That's not how CPUs work; a load buffer waiting for an incoming line will get the bytes it needs directly. e.g. on Intel CPUs, from the LFB (Line Fill Buffer) waiting for that cache line; LFBs are the buffers that track incoming and outgoing cache lines, allocated on cache miss.
The load producing a value happens in parallel with populating the line in L1d. It doesn't have to replay1 the load uop to have the load execution unit redo the TLB lookup and check permissions again. That strategy would cost extra latency for L2 hits, as well as some load throughput when you had a mix of loads that hit in L1d vs. L2.
On CPUs where the path between L2 and L1d isn't as wide as a full cache line (e.g. Intel before Skylake, and many earlier CPUs where the data paths might only be 32 bits wide), "early restart" and "critical word first" are also common techniques to reduce L1d miss latency a little: Early Restart lets the load produce a value when the necessary byte(s) arrive, not waiting for the entire cache line to arrive (or be written to L1d). Critical Word First lets the full-line transfer start with the chunk containing the byte(s) wanted by the demand load that missed. (If later loads miss in the same cache line, presumably the first one already initiated the request and its word will arrive first.)
See also:
Even if you did hypothetically design a simplistic CPU that worked the way you were imagining, you'd probably design its performance counters to not count the load replay as another load that hits in cache.
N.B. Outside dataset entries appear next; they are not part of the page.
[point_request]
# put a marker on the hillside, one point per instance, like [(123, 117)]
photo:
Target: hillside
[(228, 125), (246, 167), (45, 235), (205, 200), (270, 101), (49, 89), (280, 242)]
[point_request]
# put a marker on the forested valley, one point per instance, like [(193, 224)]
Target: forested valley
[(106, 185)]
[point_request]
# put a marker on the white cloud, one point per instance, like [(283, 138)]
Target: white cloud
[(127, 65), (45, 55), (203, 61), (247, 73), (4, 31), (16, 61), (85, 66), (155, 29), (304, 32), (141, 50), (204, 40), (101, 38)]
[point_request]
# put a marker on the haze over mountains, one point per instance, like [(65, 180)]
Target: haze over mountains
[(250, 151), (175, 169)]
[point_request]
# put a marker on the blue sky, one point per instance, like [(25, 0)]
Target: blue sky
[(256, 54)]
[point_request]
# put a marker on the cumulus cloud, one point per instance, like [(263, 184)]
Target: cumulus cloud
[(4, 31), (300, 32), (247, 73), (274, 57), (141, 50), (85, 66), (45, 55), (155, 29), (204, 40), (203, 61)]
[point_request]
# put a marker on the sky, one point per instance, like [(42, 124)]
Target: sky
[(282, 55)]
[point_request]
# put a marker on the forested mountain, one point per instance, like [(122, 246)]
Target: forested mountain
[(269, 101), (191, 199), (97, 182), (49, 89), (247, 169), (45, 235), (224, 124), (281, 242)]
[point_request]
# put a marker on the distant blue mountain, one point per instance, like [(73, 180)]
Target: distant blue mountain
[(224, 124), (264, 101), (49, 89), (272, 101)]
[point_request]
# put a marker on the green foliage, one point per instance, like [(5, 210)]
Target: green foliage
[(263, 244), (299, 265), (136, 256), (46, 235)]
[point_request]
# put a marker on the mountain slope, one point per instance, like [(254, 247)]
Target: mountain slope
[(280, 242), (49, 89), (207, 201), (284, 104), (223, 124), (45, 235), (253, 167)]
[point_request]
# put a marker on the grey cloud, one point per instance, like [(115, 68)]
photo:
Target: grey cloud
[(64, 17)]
Because that's not what people want to know about, that's just a bad implementation technique for getting incoming data into the execution pipeline. Of course ignoring that a "simplistic" CPU probably wouldn't be designed with performance counters in the first place, so maybe you'd talk about cycle-accurate simulation of it.
Footnote 1: On Intel CPUs, when loads take extra time due to cache misses or other effects, uops waiting for the load data might get replayed. Cache-line-split loads or especially 4k-split loads might even need another cycle on the load port (e.g. to do another TLB lookup for the other half which is potentially coming from another page), but the load uop itself doesn't actually re-dispatch from the RS (scheduler). See also Are load ops deallocated from the RS when they dispatch, complete or some other time?.